Он повернулся к Дзавашвили:
— Возьмите три рубля, ефрейтор. Каждому по способностям…
— Запрещено, — сказал конвоир, — мы на довольствии.
— Прощайте, — сунул ему руку Маркони.
И взошел по трапу.
Мищук улыбался.
— Мы еще полетим, — крикнул он, — мы еще завинтим штопор! Мы еще плюнем кому-то на шляпу с высоты!
— В элементе, — подтвердил Мурашка.
— Зуб даю, — однообразно высказался Чалый.
— Оковы тяжкие падут! — закричал фарцовщик Белуга.
— Жизнь продолжается, даже когда ее, в сущности, нет, — философски заметил Адам.
— Вы можете хохотать, — застенчиво произнес Лейбович, — но я скажу. Мне кажется, еще не все потеряно…
Вертолет поднялся над землей. Тень от него становилась все прозрачнее. И мы глядели ему вслед, пока он не скрылся за бараками.
Мищука освободили через три года, по звонку. Покрышев к этому времени умер. О его смерти писали газеты. В аэропорт Мищука не допустили. Помешала судимость.
Он работал механиком в НИИ, женился, забыл блатной язык. Играл на мандолине, пил, старел и редко думал о будущем…
А Дима Маркони разбился под Углегорском. Среди обломков его машины нашли пудовую канистру белужьей икры…
23 февраля 1982 года. Нью-Йорк
Спасибо за письмо от 18-го. Я рад, что вам. как будто по душе мои заметки. Я тут подготовил еще несколько страниц. Напишите, какое они произведут впечатление.
Отвечаю на вопросы.
«Кукольник» по-лагерному — аферист. «Кукла» — афера.
«Скокарь» означает — грабитель. «Скок» — грабеж. Ну, кажется, все. Я в тот раз остановился на ужасах лагерной жизни. Не важно, что происходит кругом. Важно, как мы себя при этом чувствуем. Поскольку любой из нас есть то, чем себя ощущает.
Я чувствовал себя лучше, нежели можно было предполагать. У меня началось раздвоение личности. Жизнь превратилась в сюжет.
Я хорошо помню, как это случилось. Мое сознание вышло из привычной оболочки. Я начал думать о себе в третьем лице.
Когда меня избивали около Ропчинской лесобиржи, сознание действовало почти невозмутимо: «Человека избивают сапогами. Он прикрывает ребра и живот. Он пассивен и старается не возбуждать ярость масс… Какие, однако, гнусные физиономии! У этого татарина видны свинцовые пломбы…»
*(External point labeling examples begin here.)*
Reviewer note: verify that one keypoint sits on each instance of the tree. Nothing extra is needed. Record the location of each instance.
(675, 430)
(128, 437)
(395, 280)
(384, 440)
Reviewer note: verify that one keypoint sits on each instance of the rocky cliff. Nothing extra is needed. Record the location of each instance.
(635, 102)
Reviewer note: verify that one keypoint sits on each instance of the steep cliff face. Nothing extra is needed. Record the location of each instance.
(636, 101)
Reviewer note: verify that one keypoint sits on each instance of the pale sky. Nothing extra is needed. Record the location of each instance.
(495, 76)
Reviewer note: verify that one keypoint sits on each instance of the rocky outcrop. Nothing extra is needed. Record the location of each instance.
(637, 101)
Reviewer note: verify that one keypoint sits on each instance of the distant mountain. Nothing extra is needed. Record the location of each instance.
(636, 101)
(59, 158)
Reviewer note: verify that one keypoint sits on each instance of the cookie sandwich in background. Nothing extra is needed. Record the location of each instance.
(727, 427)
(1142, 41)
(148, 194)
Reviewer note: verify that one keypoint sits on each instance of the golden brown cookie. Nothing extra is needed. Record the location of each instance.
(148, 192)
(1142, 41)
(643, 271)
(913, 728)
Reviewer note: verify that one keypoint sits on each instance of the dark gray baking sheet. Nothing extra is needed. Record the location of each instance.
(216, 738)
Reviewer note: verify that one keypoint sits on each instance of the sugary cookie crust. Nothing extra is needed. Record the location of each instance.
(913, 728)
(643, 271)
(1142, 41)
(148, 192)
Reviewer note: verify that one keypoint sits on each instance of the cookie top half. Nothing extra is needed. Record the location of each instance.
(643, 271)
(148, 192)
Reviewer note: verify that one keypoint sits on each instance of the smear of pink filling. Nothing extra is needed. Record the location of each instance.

Кругом происходили жуткие вещи. Люди превращались в зверей. Мы теряли человеческий облик — голодные, униженные, измученные страхом.
Мой плотский состав изнемогал. Сознание же обходилось без потрясений.
Видимо, это была защитная реакция. Иначе я бы помер от страха.
Когда на моих глазах под Ропчей задушили лагерного вора, сознание безотказно фиксировало детали.
Конечно, в этом есть значительная доля аморализма. Таково любое действие, в основе которого лежит защитная реакция.
Когда я замерзал, сознание регистрировало этот факт. Причем в художественной форме: «Птицы замерзали на лету…».
Как я ни мучился, как ни проклинал эту жизнь, сознание функционировало безотказно.
Если мне предстояло жестокое испытание, сознание тихо радовалось. В его распоряжении оказывался новый материал.
Плоть и дух существовали раздельно. И чем сильнее была угнетена моя плоть, тем нахальнее резвился дух.